Tak hanya itu, Frans juga menulis tentang Komunal Sendawar Kutai Barat (2006), Nilai-nilai Religiusitas Komunitas Kutai Barat (2008), Adat Nemlai Lung Gelaat (2009), dan sebagainya.
Dalam beberapa kesempatan, Frans juga diundang ke forum-forum internasional seperti Festival Budaya Asia Tenggara di Vietnam, Hong Kong, Mesir, Niigeria, dan perhelatan budaya lainnya di luar negeri.
Tidak terhitung berapa banyak penghargaan yang sudah diterima Sang Maestro.
Berkat kegigihannya, Tari Hudoq kini masuk dalam daftar Warisan Budaya Takbenda Indonesia dan terus diperkenalkan ke dunia luar sebagai simbol kearifan lokal Indonesia dalam menjaga harmoni dengan alam.

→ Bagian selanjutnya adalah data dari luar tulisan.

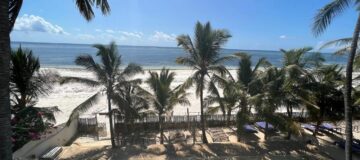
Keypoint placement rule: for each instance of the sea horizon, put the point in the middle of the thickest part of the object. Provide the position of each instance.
(62, 55)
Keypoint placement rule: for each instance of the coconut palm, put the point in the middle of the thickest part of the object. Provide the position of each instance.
(229, 99)
(269, 99)
(132, 103)
(9, 12)
(322, 20)
(130, 99)
(163, 97)
(107, 74)
(295, 65)
(203, 55)
(325, 98)
(27, 83)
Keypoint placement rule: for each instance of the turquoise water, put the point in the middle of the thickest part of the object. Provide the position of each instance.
(63, 55)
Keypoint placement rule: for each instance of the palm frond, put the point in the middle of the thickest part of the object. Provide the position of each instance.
(131, 70)
(86, 7)
(64, 80)
(326, 14)
(83, 107)
(14, 9)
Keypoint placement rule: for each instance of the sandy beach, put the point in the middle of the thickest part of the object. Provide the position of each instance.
(68, 96)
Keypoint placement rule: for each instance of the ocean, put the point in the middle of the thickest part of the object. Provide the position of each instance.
(60, 55)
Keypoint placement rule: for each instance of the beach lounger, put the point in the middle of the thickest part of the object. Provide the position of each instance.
(218, 135)
(308, 127)
(249, 128)
(52, 154)
(262, 125)
(355, 146)
(329, 127)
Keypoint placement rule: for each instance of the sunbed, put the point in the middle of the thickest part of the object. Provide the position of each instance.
(309, 127)
(249, 128)
(262, 125)
(355, 146)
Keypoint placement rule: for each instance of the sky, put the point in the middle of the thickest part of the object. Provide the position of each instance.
(253, 24)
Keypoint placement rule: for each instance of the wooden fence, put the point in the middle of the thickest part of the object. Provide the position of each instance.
(91, 127)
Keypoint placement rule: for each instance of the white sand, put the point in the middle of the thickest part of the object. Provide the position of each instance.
(68, 96)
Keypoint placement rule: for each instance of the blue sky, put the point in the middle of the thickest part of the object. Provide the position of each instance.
(254, 24)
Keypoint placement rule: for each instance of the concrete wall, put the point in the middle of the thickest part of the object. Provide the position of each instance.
(38, 147)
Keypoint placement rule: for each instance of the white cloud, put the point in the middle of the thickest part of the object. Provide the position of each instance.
(86, 37)
(283, 37)
(110, 31)
(161, 36)
(132, 34)
(32, 23)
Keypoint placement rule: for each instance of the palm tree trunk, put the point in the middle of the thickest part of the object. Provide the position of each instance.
(5, 115)
(289, 111)
(202, 111)
(228, 118)
(266, 130)
(347, 95)
(317, 127)
(161, 129)
(110, 116)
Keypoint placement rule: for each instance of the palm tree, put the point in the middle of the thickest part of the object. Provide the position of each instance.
(203, 55)
(247, 79)
(107, 74)
(9, 11)
(325, 98)
(229, 99)
(132, 103)
(269, 99)
(322, 20)
(27, 83)
(163, 97)
(5, 113)
(295, 65)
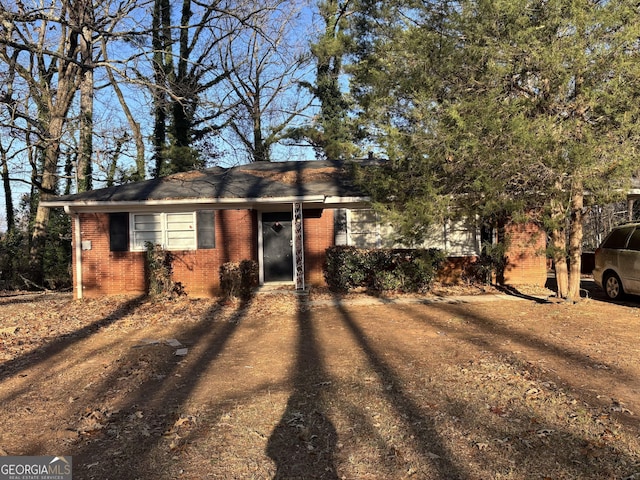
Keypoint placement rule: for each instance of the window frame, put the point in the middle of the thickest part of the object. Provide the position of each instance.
(164, 231)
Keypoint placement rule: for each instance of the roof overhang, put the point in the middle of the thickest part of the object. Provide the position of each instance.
(213, 203)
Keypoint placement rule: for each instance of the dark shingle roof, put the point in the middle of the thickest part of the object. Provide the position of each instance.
(256, 181)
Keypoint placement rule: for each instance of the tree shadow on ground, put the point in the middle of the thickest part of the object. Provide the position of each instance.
(125, 450)
(59, 344)
(428, 442)
(303, 443)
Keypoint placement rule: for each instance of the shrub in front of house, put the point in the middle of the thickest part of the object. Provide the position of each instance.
(238, 279)
(400, 270)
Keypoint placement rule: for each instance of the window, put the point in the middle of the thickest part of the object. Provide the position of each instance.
(119, 232)
(617, 238)
(174, 231)
(634, 240)
(206, 229)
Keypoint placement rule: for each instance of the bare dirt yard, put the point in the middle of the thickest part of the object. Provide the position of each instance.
(488, 387)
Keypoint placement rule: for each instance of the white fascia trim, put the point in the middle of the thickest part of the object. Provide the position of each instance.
(212, 202)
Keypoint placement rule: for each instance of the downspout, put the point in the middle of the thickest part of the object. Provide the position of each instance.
(77, 251)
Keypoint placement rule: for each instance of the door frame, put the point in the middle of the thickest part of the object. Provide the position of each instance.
(261, 249)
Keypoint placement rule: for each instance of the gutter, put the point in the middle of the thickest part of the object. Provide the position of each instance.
(114, 205)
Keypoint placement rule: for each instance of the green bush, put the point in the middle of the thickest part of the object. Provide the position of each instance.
(159, 267)
(402, 270)
(238, 279)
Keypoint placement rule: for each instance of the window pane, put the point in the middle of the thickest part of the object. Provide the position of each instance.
(147, 228)
(147, 222)
(617, 238)
(179, 221)
(118, 232)
(634, 241)
(206, 229)
(181, 240)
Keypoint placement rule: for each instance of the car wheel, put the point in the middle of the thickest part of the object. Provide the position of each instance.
(613, 286)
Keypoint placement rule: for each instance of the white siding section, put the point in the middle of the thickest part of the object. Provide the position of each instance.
(455, 238)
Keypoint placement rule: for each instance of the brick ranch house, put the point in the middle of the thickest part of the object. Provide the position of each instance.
(283, 215)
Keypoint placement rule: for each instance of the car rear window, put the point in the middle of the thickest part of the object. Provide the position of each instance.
(617, 238)
(634, 240)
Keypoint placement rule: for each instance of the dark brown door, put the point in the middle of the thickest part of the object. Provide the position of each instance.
(277, 247)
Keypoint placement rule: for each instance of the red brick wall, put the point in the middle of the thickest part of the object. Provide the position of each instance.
(526, 258)
(318, 236)
(109, 273)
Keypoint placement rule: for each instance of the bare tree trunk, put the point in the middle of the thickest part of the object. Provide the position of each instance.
(559, 248)
(8, 199)
(575, 241)
(135, 126)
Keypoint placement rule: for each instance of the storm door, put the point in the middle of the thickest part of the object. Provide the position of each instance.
(277, 247)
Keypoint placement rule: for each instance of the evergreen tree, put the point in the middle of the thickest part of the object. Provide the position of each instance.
(507, 106)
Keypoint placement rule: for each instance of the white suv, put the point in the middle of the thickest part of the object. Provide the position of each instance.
(617, 261)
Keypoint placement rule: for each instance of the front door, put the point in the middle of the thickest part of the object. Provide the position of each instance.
(277, 247)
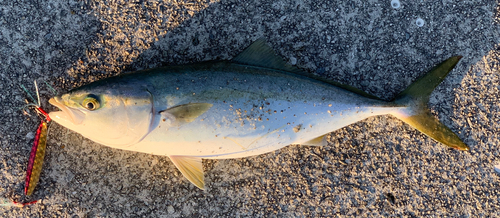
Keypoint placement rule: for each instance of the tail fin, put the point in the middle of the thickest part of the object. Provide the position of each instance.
(417, 114)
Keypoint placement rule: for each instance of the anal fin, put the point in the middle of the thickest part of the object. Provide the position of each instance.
(191, 168)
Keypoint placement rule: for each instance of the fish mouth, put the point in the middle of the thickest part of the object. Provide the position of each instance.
(66, 114)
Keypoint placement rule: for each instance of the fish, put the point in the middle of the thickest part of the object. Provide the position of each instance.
(252, 104)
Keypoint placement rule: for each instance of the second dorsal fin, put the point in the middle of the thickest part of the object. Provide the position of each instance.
(259, 54)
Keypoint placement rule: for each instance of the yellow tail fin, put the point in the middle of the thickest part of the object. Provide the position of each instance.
(418, 115)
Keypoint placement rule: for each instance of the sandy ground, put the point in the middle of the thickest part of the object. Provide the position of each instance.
(378, 167)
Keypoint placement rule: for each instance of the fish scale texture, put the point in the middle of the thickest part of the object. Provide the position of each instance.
(375, 168)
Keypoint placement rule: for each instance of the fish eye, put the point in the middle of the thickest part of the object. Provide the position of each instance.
(91, 103)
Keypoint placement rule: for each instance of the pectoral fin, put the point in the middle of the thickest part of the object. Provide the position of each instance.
(186, 113)
(191, 168)
(318, 141)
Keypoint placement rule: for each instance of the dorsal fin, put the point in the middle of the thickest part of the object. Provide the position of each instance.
(259, 54)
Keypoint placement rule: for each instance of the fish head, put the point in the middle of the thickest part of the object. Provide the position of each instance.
(116, 115)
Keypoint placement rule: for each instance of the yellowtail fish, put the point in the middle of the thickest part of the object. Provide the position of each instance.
(250, 105)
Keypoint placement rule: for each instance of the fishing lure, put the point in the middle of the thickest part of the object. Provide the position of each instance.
(37, 154)
(36, 159)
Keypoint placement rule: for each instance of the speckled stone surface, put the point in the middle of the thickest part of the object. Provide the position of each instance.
(377, 167)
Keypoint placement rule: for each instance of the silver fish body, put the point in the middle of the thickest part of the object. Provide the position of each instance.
(229, 109)
(253, 110)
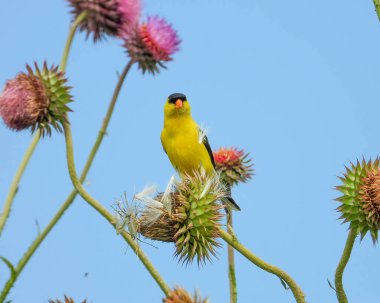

Menatap ke Depan: Dari Dokumentasi ke Regenerasi
Kehadiran saya dalam acara ini adalah sebuah pencerahan. Melalui Panggung Maestro, saya menyadari bahwa budaya bukan sesuatu yang dipamerkan, tetapi diwariskan.
Tantangan ke depan bukan hanya pada pelestarian, tetapi juga pada regenerasi dan revitalisasi. Bagaimana para maestro seperti Frans Jiu Luay dapat mewariskan bukan sekadar teknik, tetapi semangat dan filosofi?
Saya mengusulkan agar Kementerian Kebudayaan membangun Akademi Maestro Nusantara, tempat para maestro menjadi guru besar warisan lokal, bukan hanya tampil sebagai penampil, tetapi sebagai pendidik lintas generasi.
Panggung Maestro ke-8 bukan sekadar pertunjukan. Ia adalah perayaan hidup, semangat zaman, dan panggilan untuk tidak melupakan akar. Di balik topeng Hudoq, saya melihat wajah Indonesia--tua, bijak, dan tetap menari meski dunia terus berubah.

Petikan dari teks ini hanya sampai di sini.